I made a visual assessment of the set's reproduction of the primary colors red, blue, and green, and found that, as with other LCD flat panels using cold cathode fluorescent lamps (CCFL), the Westinghouse's reds were somewhat orange and greens were not fully saturated or at the optimal color coordinates. This meant that natural grass had a somewhat artificial look, and greens were a little too blue. I found this a tad annoying, but I believe most viewers would not notice it unless they compared the set directly to one with more accurate reds and greens.
I began my viewing tests using DirecTV HD signals and a DVD player outputting component video at 480i as well as DVI at 1080i. During these tests the Westinghouse really began to shine in key performance areas.
This display delivers 1920 x 1080 HDTV in the smallest screen size available, so it presents the most densely packed detail available in a consumer high-definition monitor. No other technology today allows a 37" screen with this level of resolution. Not direct-view CRT, not plasma— nothing else.
Now in order to deliver the picture quality expected of a 1080p set, a display must be able to do at least two other things well. First, it must deliver full-signal bandwidth, meaning that it can reproduce fine detail in the source signal down to the single pixel level; second, it must properly deinterlace 1080i sources to 1080p. If deinterlacing is not handled properly, the set will display only half the lines in the 1080i HDTV program in every frame (a problem known as "bobbing").
I am pleased to report that the Westinghouse properly deinterlaced 1080i test signals, both on static images and those with a motion component, meaning that the set gives you all the resolution you paid for. You may want to look at my "HDTV Insider" column from The Perfect Vision issue 64 for more information on the importance of proper deinterlacing (a surprising number of big name sets fail the deinterlacing test). The LVM-37w1 achieves its fine deinterlacing performance by using, says Westinghouse's product manager, the latest, top-ofthe- line Genesis scaler chip. What's more, when I fed the set's RGB input a multiburst test pattern with vertical onoff lines, it reproduced those vertical lines flawlessly, confirming full-signal bandwidth. These test results are excellent. Now to the question of how the set looks on real HD programs.
After I switched from my signal generator to high-quality HDTV content, which included a Jets preseason football game on CBS and a variety of HD Net's superb HD productions, my test findings were confirmed; this Westinghouse is one sharp puppy. Blades of grass, facial pores, individual hair strands, and other fine details were all there. However, to see them, one must be quite close to the display, since the optimum viewing distance for a screen this size is just 58 inches.

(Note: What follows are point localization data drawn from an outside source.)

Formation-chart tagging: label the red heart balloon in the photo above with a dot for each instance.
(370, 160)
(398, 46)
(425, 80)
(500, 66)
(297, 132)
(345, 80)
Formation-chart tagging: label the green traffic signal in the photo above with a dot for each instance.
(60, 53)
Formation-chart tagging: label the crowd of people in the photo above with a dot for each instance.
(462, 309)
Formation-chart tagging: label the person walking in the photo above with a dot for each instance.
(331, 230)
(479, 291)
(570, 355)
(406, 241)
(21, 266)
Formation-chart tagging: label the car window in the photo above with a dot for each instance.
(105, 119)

All was not perfect, of course. One thing about 1080p displays—they don't know the difference between good and bad detail, specifically an MPEG 2 artifact called "mosquito noise," which appears as a wispy area around objects (the effect is like heat waves shimmering above blacktop on a hot summer day). The Genesis chip apparently does little to reduce this type of video noise, and a number of HD programs I watched were loaded with it. The same problem cropped up on DVD content. The only things that helped noisy content were turning down the sharpness control (which slightly minimized the noise) and sitting farther back than the optimum viewing distance. It appears that the Genesis chip does not employ (or uses inadequate) noise reduction. I will be touching on this subject again in future 1080p display reviews.

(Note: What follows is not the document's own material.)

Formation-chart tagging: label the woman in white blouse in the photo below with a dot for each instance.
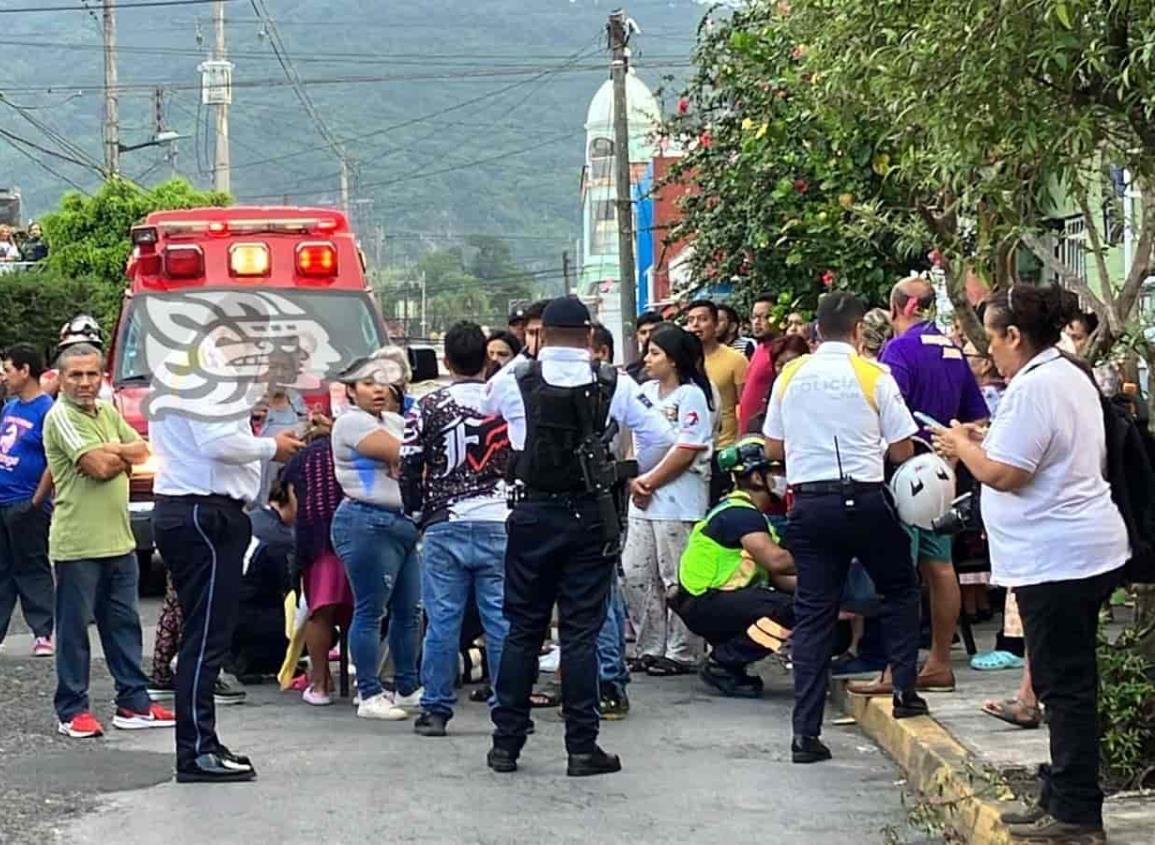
(1055, 535)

The other performance problem is related to uneven screen brightness. This was particularly noticeable on a 30 IRE (30% brightness) full-screen white pattern, but it was also quite apparent on shots of a football field. The symptom is a vertically delineated area on the right side of the screen that differs in illumination from adjacent areas. I tried a second sample of the set, and it, too, exhibited the anom - aly, though the unevenness was visible only on test patterns and not on normal content. At our request, Westinghouse looked into the problem, but, after pulling and testing several production samples, they could not duplicate our findings. Thus, the problems we encountered could have been caused by rough handling in shipment (Westinghouse's suspicion), or could indicate a quality-control issue. In any event, it's something customers can easily check.

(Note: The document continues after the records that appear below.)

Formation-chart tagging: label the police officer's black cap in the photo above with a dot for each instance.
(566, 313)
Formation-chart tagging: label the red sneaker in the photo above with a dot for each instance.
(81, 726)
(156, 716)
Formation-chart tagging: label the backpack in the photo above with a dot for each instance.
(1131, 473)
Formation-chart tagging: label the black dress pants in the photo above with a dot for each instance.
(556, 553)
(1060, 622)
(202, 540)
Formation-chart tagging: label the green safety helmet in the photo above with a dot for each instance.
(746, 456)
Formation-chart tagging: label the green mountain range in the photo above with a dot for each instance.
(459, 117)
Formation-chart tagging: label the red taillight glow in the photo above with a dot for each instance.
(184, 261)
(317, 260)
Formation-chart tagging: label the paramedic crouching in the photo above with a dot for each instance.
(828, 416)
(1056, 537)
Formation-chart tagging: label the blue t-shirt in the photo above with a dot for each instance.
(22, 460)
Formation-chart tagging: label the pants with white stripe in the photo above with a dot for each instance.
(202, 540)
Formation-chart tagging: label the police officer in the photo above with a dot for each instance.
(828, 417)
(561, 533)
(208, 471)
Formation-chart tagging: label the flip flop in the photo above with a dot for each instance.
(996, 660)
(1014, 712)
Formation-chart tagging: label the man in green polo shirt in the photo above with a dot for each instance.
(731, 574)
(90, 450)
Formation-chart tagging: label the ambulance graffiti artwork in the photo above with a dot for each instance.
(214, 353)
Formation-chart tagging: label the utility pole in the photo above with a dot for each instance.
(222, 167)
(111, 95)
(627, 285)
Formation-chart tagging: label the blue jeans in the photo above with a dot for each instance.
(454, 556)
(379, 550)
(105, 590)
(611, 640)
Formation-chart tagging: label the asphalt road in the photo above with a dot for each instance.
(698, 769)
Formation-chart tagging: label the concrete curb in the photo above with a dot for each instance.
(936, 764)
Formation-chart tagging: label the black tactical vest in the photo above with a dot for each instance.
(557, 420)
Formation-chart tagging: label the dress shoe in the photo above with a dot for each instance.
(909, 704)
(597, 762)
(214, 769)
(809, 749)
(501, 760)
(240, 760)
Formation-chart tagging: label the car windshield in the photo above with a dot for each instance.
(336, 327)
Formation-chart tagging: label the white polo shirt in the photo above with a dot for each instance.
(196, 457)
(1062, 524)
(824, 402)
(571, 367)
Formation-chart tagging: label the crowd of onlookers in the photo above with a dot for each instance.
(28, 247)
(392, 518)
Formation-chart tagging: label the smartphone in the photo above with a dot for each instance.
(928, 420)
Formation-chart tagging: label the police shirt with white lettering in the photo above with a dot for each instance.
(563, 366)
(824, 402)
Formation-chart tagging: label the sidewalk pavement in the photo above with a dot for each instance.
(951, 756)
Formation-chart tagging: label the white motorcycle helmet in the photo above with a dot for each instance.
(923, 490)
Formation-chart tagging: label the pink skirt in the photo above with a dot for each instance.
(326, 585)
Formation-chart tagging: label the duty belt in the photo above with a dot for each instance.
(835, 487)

Further tests of the LVM-37w1's scaler revealed mixed results. On one hand, it did a fairly good job upconverting 480i content to1080p, never exhibiting false contouring. A good real-world test for false contouring occurs in an early scene in the film Sideways [Fox], where Paul Giamati is driving his Saab under a bright blue sky. You should see continuous subtle shades of blue spread across the sky—and through the Westinghouse you do (whereas false contouring would present blocky, monochromatic, "color-by-number" patches of blue). Yet there was considerable, as in annoying, video noise in the same sky. On the other hand, the Genesis scaler did an excellent job of locking into film cadence (known as "3:2 pulldown"), though it was only fair at minimizing jaggeze. Finally, the scaler handled continuously-shaded skin tones well, so that the waxen faces that sometimes appeared on earlier HD displays were never a problem.